Lasiopetalum microcardium is a species of flowering plant in the family Malvaceae and is endemic to the south-west of Western Australia. It is a low, spreading or straggling shrub with hairy stems, heart-shaped leaves and blue, purple or white flowers.

==Description==
Lasiopetalum microcardium is a low, spreading or straggling shrub that typically grows to a height of 20–70 cm and has hairy stems. The leaves are heart-shaped, 8–20 mm long and 5–15 mm wide. The flowers are borne on a pedicel 4–6 mm long with bracteoles 4.0–4.8 mm long below the base of the sepals. The sepals are petal-like, blue, pink or white, 7.0–8.5 mm long and joined near the base. There are no petals and the anthers are 2.0–2.3 mm long on a filament 0.3–1.2 mm long.

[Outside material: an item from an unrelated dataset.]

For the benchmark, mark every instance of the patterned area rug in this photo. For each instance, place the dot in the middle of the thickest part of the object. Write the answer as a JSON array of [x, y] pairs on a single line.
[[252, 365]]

Flowering occurs from August to December.

==Taxonomy==
Lasiopetalum microcardium was first formally described in 1904 by Ernst Georg Pritzel in Engler's journal Botanische Jahrbücher für Systematik, Pflanzengeschichte und Pflanzengeographie. The specific epithet (microcardium) means "a small heart" referring to the size and shape of the leaves.

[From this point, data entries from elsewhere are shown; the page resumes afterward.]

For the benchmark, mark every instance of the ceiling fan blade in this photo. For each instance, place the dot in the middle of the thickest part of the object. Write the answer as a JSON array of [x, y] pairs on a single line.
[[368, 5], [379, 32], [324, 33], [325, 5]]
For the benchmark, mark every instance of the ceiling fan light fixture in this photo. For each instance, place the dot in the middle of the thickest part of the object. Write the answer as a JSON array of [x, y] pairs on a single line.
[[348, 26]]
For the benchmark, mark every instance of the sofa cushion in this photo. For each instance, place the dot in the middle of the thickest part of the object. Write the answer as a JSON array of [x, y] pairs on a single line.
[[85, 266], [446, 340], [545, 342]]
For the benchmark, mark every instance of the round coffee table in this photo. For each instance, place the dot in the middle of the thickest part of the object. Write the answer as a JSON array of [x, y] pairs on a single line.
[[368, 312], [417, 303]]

==Distribution and habitat==
This lasiopetalum grows in lateritic soils on ridges and breakaways in the Avon Wheatbelt, Esperance Plains, Jarrah Forest and Mallee biogeographic regions of south-western Western Australia.

==Conservation status==
Lasiopetalum microcardium is listed as "not threatened" by the Government of Western Australia Department of Biodiversity, Conservation and Attractions.